Automaker alliances like Autos Drive America have piped up, too. The coalition that watches out for the U.S. branches of foreign OEMs said it believes “incentives are key” to making EVs accessible to the average buyer. However, it countered the union provision with, “It is baffling that Congress is pushing electric vehicle incentives that only benefit union workers in certain states,” and, “Today, half of all vehicles manufactured in the U.S. are built by Americans who have chosen not to join a union. Congress needs to keep full incentives for all-electric vehicles and not play favorites.”
President Joe Biden has supported both EV credits as incentives to his goal of making electrified vehicles 50% of the U.S. auto market by 2030, and the $2,500 incentive for union-represented labor. To reach the target, Biden said, “[M]eans purchasing incentives for consumers to buy clean vehicles — union-made right here in America — like the ones championed by Debbie Stabenow and Ron Wyden in the Senate, which provides $7,500 basic credit, $2,500 credit for vehicles made in America, and an additional $2,500 credit for union-made vehicles.”

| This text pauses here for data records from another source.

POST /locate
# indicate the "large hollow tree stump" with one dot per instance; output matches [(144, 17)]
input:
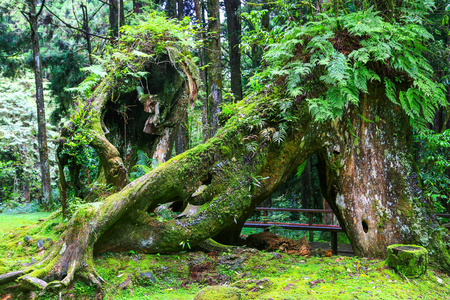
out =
[(408, 260)]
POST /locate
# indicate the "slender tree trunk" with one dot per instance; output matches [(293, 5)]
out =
[(182, 141), (234, 38), (180, 9), (87, 35), (116, 16), (213, 71), (137, 6), (32, 17)]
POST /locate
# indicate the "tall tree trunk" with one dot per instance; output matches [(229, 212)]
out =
[(234, 38), (116, 16), (372, 184), (172, 8), (213, 71), (137, 6), (87, 30), (32, 17), (182, 140), (180, 9)]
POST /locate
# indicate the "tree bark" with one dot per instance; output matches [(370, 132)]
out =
[(116, 16), (372, 184), (213, 72), (234, 38), (32, 18)]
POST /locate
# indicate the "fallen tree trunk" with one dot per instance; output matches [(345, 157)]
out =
[(368, 178)]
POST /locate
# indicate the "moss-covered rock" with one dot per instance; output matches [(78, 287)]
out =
[(218, 293), (409, 260)]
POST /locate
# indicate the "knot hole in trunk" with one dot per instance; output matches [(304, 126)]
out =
[(365, 226)]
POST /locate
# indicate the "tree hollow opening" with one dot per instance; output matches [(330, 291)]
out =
[(365, 226)]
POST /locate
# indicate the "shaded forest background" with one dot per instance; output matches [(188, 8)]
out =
[(231, 37)]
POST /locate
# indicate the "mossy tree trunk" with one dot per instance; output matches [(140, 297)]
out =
[(372, 182), (372, 190)]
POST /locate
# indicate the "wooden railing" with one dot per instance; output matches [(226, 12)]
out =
[(311, 227)]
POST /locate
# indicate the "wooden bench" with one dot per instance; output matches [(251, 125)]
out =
[(334, 229)]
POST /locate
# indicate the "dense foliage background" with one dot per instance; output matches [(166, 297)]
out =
[(76, 39)]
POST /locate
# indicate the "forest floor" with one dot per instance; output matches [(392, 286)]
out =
[(257, 274)]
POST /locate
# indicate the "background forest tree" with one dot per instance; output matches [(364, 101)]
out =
[(281, 60)]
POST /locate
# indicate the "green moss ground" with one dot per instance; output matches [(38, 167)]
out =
[(260, 275)]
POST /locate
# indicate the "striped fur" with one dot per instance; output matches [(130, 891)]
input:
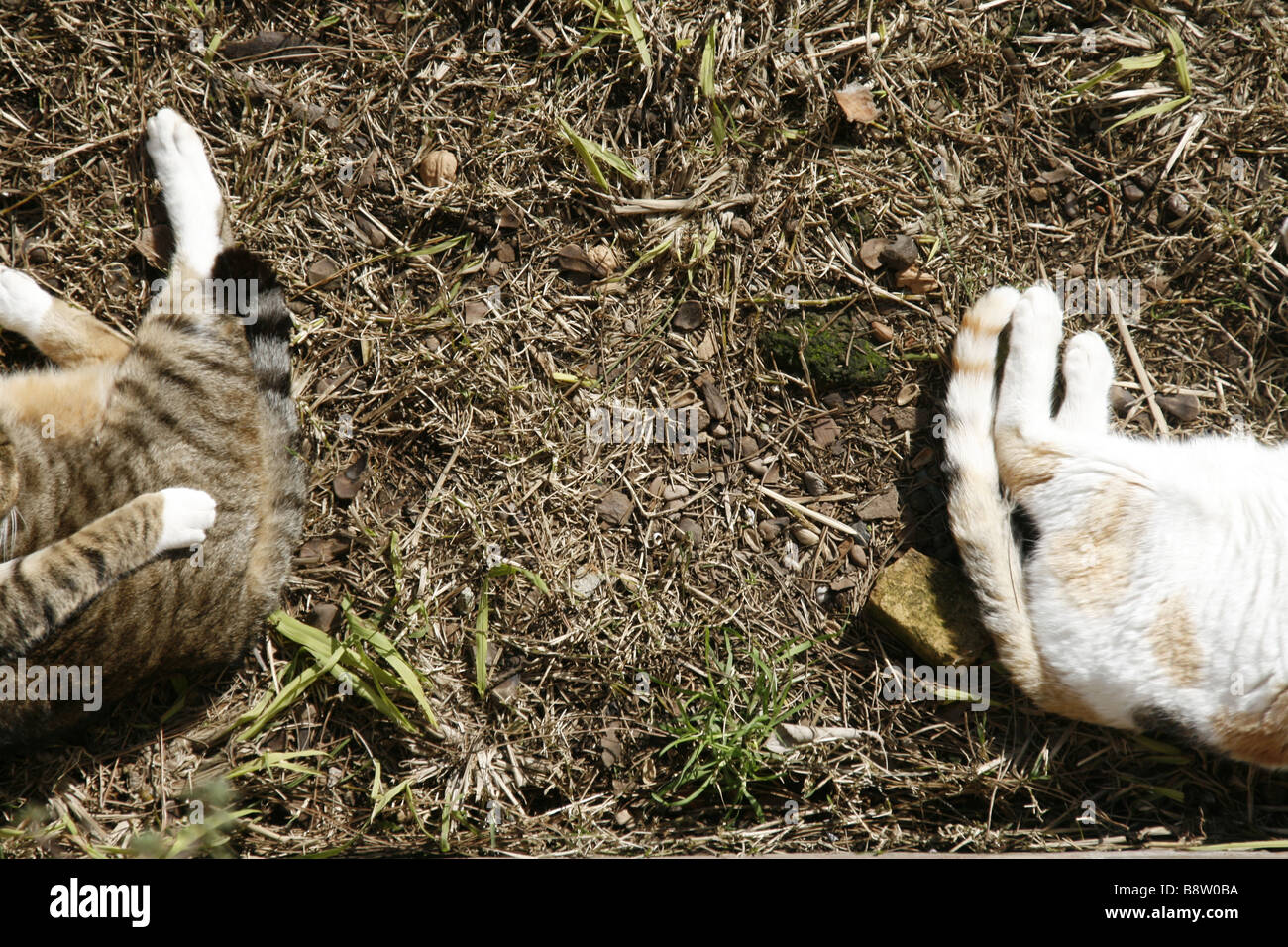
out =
[(119, 457)]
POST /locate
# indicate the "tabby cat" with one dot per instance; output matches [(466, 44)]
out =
[(151, 493), (1155, 594)]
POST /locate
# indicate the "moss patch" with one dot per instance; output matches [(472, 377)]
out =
[(836, 360)]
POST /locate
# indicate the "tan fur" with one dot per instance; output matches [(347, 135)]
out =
[(72, 337), (1096, 560), (1175, 643), (1024, 464), (192, 406), (1258, 738)]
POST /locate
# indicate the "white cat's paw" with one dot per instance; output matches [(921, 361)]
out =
[(188, 185), (1087, 364), (993, 309), (1038, 317), (184, 518), (22, 303)]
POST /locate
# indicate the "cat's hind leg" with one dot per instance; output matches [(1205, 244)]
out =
[(1028, 451), (44, 589), (1089, 371), (65, 334), (189, 191)]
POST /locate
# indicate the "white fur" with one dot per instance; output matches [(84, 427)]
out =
[(1210, 531), (188, 185), (184, 519), (22, 303)]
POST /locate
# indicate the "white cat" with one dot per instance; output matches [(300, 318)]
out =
[(1155, 595)]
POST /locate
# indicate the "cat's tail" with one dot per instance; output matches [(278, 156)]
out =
[(980, 517), (267, 322)]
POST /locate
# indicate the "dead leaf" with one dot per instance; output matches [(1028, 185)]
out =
[(322, 549), (688, 316), (262, 44), (604, 260), (871, 252), (321, 269), (915, 281), (616, 508), (438, 167), (716, 405), (574, 260), (1056, 175), (825, 432), (156, 244), (857, 103), (349, 482)]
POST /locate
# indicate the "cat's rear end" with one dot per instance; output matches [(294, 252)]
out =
[(1150, 594), (108, 488)]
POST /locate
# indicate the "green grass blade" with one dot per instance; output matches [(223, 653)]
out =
[(384, 646), (708, 64), (1157, 108), (636, 30), (481, 642), (1132, 63)]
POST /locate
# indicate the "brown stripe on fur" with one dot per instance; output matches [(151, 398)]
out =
[(1022, 464), (1096, 561), (1260, 738), (1175, 644)]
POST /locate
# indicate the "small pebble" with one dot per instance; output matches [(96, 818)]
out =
[(769, 530), (692, 530), (805, 536)]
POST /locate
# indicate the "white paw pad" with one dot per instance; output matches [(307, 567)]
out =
[(22, 303), (188, 185), (1087, 363), (184, 518)]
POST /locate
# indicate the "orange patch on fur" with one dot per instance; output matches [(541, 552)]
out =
[(1175, 643), (1095, 562), (1024, 464), (1256, 738), (971, 367), (63, 402), (71, 337)]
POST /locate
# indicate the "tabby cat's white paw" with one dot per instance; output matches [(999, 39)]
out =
[(184, 518), (22, 303), (189, 189), (1087, 364)]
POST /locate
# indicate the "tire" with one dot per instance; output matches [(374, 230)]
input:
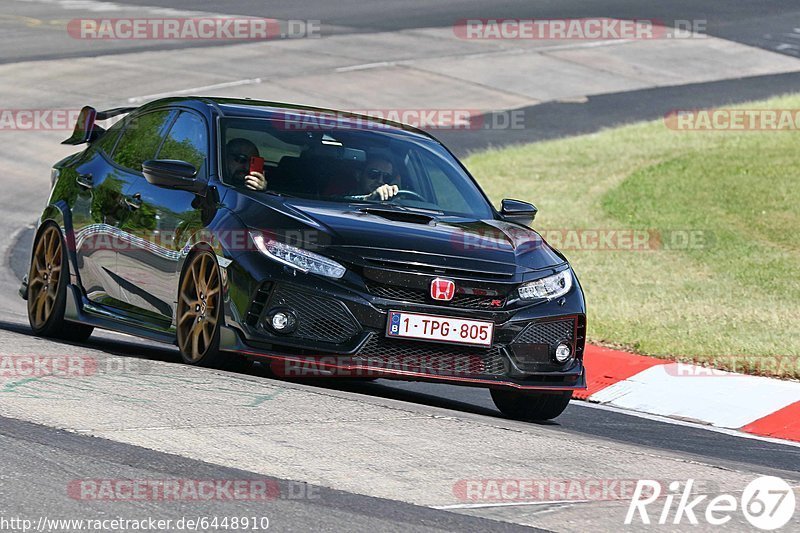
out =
[(48, 278), (530, 406), (198, 315)]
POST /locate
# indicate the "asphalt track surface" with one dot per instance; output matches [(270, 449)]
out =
[(57, 455)]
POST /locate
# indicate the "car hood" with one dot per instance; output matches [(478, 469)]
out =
[(362, 234)]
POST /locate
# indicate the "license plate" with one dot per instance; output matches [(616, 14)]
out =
[(439, 328)]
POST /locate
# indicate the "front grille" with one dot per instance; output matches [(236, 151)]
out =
[(547, 332), (431, 358), (533, 346), (258, 305), (318, 318), (404, 294)]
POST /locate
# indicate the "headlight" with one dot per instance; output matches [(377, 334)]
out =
[(298, 258), (550, 287)]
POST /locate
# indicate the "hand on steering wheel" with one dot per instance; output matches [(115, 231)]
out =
[(408, 194)]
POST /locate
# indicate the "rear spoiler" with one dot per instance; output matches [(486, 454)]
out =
[(86, 130)]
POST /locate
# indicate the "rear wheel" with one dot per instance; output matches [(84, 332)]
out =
[(199, 312), (529, 406), (47, 288)]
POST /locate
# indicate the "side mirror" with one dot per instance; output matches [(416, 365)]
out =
[(518, 211), (172, 174)]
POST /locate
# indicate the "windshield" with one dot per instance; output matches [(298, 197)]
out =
[(350, 165)]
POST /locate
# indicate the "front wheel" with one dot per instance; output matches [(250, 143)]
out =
[(47, 288), (199, 312), (531, 406)]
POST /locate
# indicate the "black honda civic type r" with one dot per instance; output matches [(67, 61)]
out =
[(325, 243)]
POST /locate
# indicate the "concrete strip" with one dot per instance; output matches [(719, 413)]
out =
[(689, 392)]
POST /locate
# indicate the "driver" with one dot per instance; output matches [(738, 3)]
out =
[(237, 160), (377, 180)]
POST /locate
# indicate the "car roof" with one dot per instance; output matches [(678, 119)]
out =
[(248, 108)]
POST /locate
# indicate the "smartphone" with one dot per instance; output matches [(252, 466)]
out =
[(257, 164)]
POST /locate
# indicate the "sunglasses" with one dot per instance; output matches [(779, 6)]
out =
[(240, 158), (376, 174)]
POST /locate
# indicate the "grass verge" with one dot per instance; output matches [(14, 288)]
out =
[(719, 280)]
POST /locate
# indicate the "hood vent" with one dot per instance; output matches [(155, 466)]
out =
[(399, 216)]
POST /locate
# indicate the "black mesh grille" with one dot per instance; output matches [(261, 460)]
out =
[(259, 302), (547, 332), (431, 358), (532, 347), (318, 318), (403, 294)]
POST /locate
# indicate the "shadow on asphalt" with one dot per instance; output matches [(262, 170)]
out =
[(170, 355)]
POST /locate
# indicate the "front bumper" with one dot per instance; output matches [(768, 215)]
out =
[(340, 332)]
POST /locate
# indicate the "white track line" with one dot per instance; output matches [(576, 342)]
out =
[(684, 423)]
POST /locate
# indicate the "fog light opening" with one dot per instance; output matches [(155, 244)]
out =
[(563, 352), (281, 321)]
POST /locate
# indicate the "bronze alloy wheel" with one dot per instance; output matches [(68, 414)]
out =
[(47, 288), (199, 310), (43, 278)]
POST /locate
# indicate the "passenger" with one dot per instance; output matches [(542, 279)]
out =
[(376, 180), (237, 160)]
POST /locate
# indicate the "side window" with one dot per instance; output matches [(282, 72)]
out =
[(109, 139), (140, 140), (187, 141)]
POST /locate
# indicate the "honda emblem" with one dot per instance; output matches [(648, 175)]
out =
[(443, 289)]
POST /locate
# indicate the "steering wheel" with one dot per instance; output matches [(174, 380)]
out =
[(408, 194)]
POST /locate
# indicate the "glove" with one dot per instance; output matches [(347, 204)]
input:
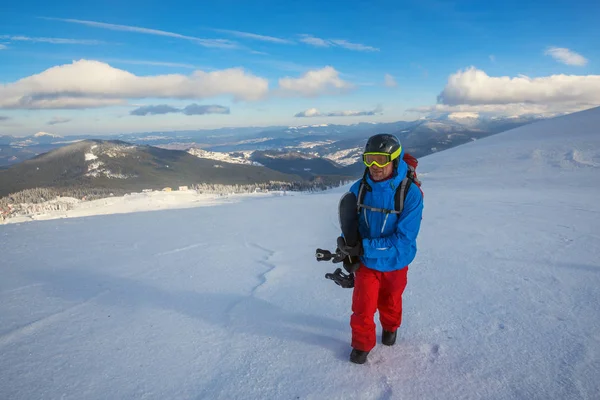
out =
[(351, 251)]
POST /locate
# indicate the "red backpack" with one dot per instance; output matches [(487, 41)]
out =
[(401, 191)]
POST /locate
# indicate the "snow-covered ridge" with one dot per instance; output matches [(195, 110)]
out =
[(502, 299), (243, 157), (97, 168), (345, 157), (46, 134)]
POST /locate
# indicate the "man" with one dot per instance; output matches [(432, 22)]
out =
[(387, 247)]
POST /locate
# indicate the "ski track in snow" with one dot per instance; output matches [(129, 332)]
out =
[(54, 318), (213, 303), (266, 263), (180, 249)]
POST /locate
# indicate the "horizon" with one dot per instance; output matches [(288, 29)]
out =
[(73, 68)]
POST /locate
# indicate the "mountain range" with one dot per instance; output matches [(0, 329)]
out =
[(310, 153)]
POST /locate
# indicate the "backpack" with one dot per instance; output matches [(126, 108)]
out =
[(401, 191)]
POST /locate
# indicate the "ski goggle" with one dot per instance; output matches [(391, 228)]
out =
[(380, 159)]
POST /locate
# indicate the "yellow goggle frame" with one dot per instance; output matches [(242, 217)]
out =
[(380, 159)]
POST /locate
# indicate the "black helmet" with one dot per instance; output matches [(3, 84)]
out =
[(384, 143)]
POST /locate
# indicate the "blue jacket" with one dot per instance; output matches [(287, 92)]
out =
[(393, 246)]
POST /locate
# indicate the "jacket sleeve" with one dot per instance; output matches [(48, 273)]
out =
[(402, 243)]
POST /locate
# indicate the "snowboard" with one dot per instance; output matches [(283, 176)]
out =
[(348, 217)]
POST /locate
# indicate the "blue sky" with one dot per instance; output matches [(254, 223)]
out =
[(76, 67)]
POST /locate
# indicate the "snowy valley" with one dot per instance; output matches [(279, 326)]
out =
[(226, 301)]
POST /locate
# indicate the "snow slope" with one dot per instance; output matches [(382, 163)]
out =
[(227, 302)]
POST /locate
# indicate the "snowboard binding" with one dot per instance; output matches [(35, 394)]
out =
[(341, 279), (349, 225)]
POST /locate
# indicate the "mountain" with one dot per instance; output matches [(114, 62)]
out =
[(228, 302), (120, 165), (335, 142)]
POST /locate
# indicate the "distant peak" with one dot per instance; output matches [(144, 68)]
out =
[(41, 134)]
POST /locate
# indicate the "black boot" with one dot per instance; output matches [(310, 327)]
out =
[(358, 356), (388, 338)]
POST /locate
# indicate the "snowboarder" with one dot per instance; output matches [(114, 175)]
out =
[(387, 245)]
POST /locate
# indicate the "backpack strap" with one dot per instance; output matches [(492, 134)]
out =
[(362, 189), (401, 193), (399, 196)]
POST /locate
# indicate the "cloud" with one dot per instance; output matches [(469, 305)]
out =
[(155, 63), (313, 112), (513, 109), (255, 36), (313, 41), (51, 40), (154, 110), (314, 83), (192, 109), (86, 84), (318, 42), (566, 56), (215, 43), (353, 46), (58, 120), (473, 86), (390, 81), (196, 109), (473, 91)]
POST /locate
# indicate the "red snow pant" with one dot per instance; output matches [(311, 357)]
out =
[(375, 290)]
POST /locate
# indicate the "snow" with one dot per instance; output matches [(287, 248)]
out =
[(227, 302), (224, 157), (41, 134), (346, 156)]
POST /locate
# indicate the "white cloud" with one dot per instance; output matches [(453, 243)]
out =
[(58, 120), (192, 109), (314, 83), (154, 63), (313, 41), (313, 112), (218, 43), (85, 84), (513, 109), (318, 42), (566, 56), (473, 86), (473, 91), (50, 40), (390, 81), (353, 46), (255, 36)]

There’s a ways to go with this before we find out what shape the final EV tax credits take, seeing that the Clean Energy America Act is part of the larger $3.5 trillion budget resolution working its way through Congress, and the budget is sure to get a lot of finessing before potential passage. For instance, these new proposed credits up to $12,500 cannot be applied to any vehicle that costs more than $80,000. But separately from all of this, the full Senate passed a non-binding amendment to the budget resolution that would further restrict EV incentives in two ways: No one making more than $100,000 per year could claim a credit, and credits couldn’t be applied to any vehicle costing more than $40,000. Of the 13 EVs on the market as of writing, that would leave four available for incentives to buyers making less than six figures: The base trim Chevrolet Bolt, the Hyundai Ioniq, the base Hyundai Kona EV with no options, and the Nissan Leaf. So it looks like we’re not talking about ‘not picking favorites,’ we’re waiting to find out which vehicles will be considered favorites, and for which buyers.